From the plots in Section 2 and Section 3, we could say that in the world the overall levels of both health condition and economy were rising (from 1952 to 2007). But there were some individual countries that went against this global pattern (as listed in the tables in Section 4). Some countries (most came from Africa) have shown a negative economic growth and some (all came from Africa) even suffered a health crisis, but there was no countries showing negative growth in both life expectancy and GDP per capita.

In Section 4, Figure 4.1 shows that Europe and Asia have made a large contribution to the global economic growth. Especially the economic rise of Asia was really amazing. Also, as for the improvement on life expectancy, Asia again played the most important role in improving the global health condition (shown in Figure 4.2). We could assume that the positive growth of economic would to some degree raise the living standard and result in a positive growth of life expectancy. And indeed we could read from Figure 3.1 that compared with the global status in 1952, we became to have a continuous world in 2007: high-income with high life expectancy, middle-income with middle life expectancy, low-income with low life expectancy. The world has become healthier and richer. But the gap between the richest and the poorest was getting even more enormous.

6.2 Limitations

The raw dataset in this project was not quite consistent and “clean”. In this project, sometimes I just simply omit/remove some NA values but maybe I should use other better ways to deal with these problems. I would like to learn more about data cleansing and how to process the unconsistent data.

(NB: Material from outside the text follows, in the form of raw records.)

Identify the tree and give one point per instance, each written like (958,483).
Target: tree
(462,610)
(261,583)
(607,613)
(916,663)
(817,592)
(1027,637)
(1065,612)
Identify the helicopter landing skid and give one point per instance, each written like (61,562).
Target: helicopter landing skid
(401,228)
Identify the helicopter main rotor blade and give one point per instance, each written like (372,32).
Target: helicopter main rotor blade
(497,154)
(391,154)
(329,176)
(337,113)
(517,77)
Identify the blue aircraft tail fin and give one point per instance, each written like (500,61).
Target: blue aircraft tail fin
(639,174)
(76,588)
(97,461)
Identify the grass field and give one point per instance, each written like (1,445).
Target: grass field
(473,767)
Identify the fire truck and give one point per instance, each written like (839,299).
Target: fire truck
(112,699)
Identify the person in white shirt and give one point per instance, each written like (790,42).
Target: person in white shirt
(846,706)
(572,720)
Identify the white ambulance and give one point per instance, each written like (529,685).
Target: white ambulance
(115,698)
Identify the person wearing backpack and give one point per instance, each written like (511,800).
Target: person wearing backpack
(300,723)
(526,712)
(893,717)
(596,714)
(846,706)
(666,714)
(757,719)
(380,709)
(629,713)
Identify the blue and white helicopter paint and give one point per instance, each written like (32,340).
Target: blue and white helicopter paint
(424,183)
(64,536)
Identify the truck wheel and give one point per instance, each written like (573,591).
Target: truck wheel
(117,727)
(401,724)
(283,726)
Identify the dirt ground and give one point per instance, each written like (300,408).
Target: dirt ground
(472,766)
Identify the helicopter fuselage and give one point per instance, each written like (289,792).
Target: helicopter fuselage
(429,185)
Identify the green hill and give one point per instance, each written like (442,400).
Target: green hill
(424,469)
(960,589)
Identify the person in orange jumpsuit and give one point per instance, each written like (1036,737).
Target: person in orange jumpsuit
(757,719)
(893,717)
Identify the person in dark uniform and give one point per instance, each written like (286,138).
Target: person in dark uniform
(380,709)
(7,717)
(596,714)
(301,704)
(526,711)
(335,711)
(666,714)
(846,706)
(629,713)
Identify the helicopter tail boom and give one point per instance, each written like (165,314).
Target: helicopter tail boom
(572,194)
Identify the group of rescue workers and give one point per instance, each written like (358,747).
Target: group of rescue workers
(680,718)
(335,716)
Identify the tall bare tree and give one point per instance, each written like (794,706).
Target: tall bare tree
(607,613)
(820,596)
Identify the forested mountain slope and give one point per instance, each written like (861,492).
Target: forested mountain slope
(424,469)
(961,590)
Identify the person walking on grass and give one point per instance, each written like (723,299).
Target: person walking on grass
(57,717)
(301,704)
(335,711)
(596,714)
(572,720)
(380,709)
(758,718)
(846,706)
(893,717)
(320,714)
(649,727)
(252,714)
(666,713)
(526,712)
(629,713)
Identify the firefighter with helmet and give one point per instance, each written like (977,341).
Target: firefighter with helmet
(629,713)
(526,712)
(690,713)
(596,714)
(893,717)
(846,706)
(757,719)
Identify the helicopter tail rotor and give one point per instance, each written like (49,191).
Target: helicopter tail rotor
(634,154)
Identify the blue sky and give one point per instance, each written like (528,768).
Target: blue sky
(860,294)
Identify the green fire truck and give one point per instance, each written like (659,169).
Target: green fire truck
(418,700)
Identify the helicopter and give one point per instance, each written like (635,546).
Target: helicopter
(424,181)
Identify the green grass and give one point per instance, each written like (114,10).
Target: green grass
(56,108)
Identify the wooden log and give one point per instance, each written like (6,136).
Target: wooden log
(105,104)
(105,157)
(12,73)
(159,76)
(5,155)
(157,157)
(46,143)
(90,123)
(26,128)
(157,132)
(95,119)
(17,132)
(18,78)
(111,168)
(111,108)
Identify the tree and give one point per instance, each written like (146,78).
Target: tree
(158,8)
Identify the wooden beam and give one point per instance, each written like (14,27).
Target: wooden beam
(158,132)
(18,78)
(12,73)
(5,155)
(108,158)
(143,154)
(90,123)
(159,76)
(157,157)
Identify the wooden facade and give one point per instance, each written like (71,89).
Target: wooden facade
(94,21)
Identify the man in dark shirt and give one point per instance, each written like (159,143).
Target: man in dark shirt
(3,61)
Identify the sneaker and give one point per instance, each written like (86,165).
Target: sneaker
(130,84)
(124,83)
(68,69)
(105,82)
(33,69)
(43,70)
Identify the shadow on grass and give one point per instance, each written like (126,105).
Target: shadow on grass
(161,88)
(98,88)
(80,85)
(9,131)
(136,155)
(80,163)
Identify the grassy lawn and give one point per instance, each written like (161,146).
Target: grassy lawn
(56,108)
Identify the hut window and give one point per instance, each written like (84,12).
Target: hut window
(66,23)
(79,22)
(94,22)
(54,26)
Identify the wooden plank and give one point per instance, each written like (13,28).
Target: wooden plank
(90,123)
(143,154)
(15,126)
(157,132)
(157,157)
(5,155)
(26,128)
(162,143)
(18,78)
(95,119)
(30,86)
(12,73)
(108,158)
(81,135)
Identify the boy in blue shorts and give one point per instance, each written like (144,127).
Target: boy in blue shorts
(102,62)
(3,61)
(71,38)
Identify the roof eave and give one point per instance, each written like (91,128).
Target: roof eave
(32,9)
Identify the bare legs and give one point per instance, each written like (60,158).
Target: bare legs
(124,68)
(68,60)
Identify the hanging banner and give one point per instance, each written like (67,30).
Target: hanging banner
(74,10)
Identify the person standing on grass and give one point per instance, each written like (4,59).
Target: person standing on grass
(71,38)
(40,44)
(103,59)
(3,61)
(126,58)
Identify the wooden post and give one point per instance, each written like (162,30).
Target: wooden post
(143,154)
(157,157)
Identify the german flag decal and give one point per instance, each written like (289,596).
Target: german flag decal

What is more, for now I have not found better way to generate the infograph directly from R. I have tried my best to add some text notations right in the figures to make them more like an infograph. In the future I would like to learn more about creating infographs using R.

6.3 Tool selection

In this project, I use R to do all of the work including reading data, data cleansing, data transformation, data analysis, data visualization, creating dashboards and also generate the documentation. Some work might be more easily to do by using other tools. Like creating dashboards in Tableau, or adding texts to the figures using Power Point. Since I prefer to use codes to do all of the work (because they are re-usable in the future), I just have tried my best to take advantage of different libraries in R to do all of the work. However, it would be also amazing and time-saving to utilize different tools including SQL, Excel, Tableau, PPT and etc. and combine these work together to complete a whole project.